Currently, the big drivers for sensors are consumer and mobile, which are projected to grow at a CAGR of 18 percent through '16. The mobile market includes smart phones and tables, and as yet unreleased new devices. All of these devices will have multiple sensors for motion, sound or air pressure, and more.
Motion sensors will be a $2B market by '16 and the basic 3-axis sensor will upgrade to a 9-axis one driving the needs for better sensor fusion software. The next generation of sensor arrays will have better resolution, faster response times, and lower power. The good thing for new companies is that the total number of suppliers will increase, as some vendors will focus on specific segments.
The ecosystem will need integrated software solutions to support the dedicated cores and ASICs. The sensor cost reductions will enable many other apps, such as multiple microphones for noise reduction, or RF switches and varactors to run the radios. Although MEMS have competition, the alternatives in RF are likely to remain more costly.
The markets are already starting to flatten out, and by '16, growth will only be about 5 percent a year. The big question will be is price or equipment functionality the driver? Already, some of the markets are saturating. Growth in gaming saturated about '08, and gyro growth flattened out in '10. Motion sensors in mobile handsets in now in the single digits, and tablets started with a 90 percent growth rate, dropping to less than 10 percent in '16.

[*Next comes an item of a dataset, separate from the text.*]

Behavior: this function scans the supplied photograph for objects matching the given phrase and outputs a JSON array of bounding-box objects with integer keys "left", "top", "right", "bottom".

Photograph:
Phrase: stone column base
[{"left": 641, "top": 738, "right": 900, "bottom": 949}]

In the past, the drivers and milestones were in automotive, gaming, and phones. The next generation will come from mandates for stability control in the BRIC countries with a TAM of $460M. Germany is calling for diesel particulate filters and associated sensors with a $225M TAM in '18. Unfortunately, non-MEMS sensors will populate the Internet of Things.
Potential new markets include drug delivery and monitoring systems, environmental and biological sensors (possibly even in handsets), and energy scavenging. Environmental and biological sensors will have many apps, and coupled with communications, could offer the rest of the world low-cost advanced medicine. A set of sensors in your phone could infer state of mind through sensors for skin conductivity, heart rate and respiration.
The market for sensors will continue to grow for a long time, but the growth rates will drop to the low single digits in '15. Even though the overall industry will be looking at replacement cycle growth rates, there will be opportunities for some companies to grow much faster than the overall market. New products will need advanced technologies and market pull to be successful. Most big companies now assume a need for sensors in their products. The new technologies need to be ready for the next iPhone. The innovators need to create new functions that solve problems.